Russian general and Olympic founder (1838–1917)

Aleksei Dmitrievich Butovsky (Алексей Дмитриевич Бутовский; Олексій Дмитрович Бутовський; June 9, 1838 – February 25, 1917) was a Russian general and one of the founders of the International Olympic Committee. He held the rank of lieutenant general in the Imperial Russian Army, taught at the Poltava Cadet Corps, and was a sports functionary.

== Biography ==
Butovsky was born on June 9, 1838, in the village of Pyatyhirtsi (near city of Lubny) to the family of Dmitri Butovsky, a retired military junior officer (stabskapitän) of Ukrainian (Cossack) origin that has been accepted into the Russian dvoryanstvo (nobility), and his wife Nadiya Reiser. In his youth he studied English, German and French, graduated from a special boarding school, served as a tutor of Military science at the Poltava Cadet Corps, and studied at the Nikolaevsky Engineering-Technical University.

This work, as well as service in the regular army what participated in combat, cooperation with the Main Directorate of Military Educational Institutions allowed Butovsky understand the importance of the physical education in preparing future officers. Along with performing regular duties education officer Aleksei was initiated in high school classes in gymnastics, fencing, outdoor games, read them developed a course on theory and techniques of gymnastics and physical exercises. In the late 80-s of the 19th century Aleksei Butovsky became one of the most popular experts in the field of physical education, his name was well known abroad. After one of the trips abroad, he noted with regret that in many countries the problem of physical education understood and supported in the power echelons, and in Russia, these issues have been neglected.

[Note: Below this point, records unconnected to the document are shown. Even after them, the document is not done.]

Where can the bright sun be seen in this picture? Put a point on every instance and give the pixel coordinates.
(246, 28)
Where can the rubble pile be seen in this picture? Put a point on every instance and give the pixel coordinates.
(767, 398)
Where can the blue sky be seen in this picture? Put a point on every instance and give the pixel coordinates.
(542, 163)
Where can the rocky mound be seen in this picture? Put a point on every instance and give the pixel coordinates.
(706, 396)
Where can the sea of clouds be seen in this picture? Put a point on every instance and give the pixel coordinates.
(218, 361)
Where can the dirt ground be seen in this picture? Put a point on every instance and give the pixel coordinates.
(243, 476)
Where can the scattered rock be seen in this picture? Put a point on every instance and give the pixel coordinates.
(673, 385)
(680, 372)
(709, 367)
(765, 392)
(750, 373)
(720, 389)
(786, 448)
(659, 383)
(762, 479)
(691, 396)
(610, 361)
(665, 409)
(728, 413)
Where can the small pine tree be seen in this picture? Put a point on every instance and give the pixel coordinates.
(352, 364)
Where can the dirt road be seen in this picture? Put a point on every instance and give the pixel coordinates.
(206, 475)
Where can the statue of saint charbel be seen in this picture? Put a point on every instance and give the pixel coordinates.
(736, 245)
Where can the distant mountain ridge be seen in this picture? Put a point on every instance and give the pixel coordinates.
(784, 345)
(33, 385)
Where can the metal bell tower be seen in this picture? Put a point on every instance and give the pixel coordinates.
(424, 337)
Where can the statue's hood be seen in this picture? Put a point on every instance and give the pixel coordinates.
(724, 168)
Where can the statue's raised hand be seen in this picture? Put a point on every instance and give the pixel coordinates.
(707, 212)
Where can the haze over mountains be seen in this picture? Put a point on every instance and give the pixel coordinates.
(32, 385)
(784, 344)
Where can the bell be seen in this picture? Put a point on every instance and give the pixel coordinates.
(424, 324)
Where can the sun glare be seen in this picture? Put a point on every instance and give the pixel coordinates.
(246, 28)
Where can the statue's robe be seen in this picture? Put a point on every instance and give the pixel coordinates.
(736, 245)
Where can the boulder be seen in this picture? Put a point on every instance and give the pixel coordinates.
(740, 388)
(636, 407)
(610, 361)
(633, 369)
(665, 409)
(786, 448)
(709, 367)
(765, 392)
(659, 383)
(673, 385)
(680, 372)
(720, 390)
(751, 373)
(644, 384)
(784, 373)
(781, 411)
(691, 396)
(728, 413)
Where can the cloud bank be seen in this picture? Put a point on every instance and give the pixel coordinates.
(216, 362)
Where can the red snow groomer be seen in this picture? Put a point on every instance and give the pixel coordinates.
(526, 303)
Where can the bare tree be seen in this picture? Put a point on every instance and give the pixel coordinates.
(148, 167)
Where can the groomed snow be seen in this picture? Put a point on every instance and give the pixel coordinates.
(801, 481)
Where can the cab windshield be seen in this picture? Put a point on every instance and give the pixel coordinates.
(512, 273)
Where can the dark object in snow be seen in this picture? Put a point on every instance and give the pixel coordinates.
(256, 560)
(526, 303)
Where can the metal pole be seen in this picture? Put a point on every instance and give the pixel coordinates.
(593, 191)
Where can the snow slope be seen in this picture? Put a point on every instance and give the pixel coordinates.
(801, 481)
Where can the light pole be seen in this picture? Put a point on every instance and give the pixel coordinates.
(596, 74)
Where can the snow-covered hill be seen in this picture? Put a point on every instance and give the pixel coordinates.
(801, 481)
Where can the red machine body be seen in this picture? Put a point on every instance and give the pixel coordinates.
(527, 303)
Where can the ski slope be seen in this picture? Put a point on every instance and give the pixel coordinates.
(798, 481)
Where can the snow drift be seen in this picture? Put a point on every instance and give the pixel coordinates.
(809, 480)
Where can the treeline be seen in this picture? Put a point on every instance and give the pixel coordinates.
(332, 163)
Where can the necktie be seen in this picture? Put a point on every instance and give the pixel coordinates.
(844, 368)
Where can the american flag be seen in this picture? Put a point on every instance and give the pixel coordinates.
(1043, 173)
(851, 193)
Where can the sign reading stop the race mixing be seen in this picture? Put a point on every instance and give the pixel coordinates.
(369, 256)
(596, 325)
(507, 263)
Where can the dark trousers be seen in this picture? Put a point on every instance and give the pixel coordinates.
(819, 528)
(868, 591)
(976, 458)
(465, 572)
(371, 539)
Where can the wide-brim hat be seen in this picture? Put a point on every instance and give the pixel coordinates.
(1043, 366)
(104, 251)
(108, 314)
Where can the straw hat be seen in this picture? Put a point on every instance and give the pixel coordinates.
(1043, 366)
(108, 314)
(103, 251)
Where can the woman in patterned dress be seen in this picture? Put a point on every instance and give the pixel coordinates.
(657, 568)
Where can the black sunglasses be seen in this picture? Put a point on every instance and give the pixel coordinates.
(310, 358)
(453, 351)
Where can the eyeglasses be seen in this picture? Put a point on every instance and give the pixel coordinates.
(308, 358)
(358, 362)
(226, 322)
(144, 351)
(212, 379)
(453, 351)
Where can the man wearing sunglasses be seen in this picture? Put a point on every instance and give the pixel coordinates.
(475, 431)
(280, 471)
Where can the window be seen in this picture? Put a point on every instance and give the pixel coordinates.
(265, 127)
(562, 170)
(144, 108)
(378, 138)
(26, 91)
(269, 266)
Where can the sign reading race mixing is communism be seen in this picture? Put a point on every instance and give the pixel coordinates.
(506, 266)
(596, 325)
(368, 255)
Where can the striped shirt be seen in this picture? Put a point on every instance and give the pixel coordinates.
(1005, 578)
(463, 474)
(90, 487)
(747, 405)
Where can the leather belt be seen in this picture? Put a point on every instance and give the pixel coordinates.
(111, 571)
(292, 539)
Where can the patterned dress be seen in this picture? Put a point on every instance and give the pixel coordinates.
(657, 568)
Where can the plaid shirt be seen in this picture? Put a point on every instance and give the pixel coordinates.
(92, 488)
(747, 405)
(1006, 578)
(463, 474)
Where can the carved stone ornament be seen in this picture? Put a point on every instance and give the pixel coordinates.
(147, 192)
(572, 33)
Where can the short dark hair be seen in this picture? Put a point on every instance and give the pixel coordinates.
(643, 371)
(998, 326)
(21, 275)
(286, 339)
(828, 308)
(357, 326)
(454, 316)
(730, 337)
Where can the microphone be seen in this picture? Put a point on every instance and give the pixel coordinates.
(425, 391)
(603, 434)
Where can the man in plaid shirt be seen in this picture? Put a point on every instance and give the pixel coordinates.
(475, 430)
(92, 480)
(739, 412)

Aleksei Butovsky and Pierre de Coubertin periodically met and regular corresponded in French, a language Aleksei knew very well. They met in 1892 in France, where on orders of military departments of Russia, Butovsky studied the training of gymnasts and fencers. Convened de Coubertin Congress defined the timing and venue of the first two modern Olympics - Athens and Paris, 1896 and 1900 - and chose the first members of the IOC. Naturally, from Russia to it came General Butovsky.

In 1896 Aleksei Butovsky attended as a member of the IOC at the Olympic Games in Athens. Butovsky outlined details of the first modern Olympics in the book "Athens in the spring of 1896" - the first and the only one Russian-language publication devoted to this historic event.

He died in Petrograd in 1917 in the rank of General of the Infantry during the events of the February Revolution.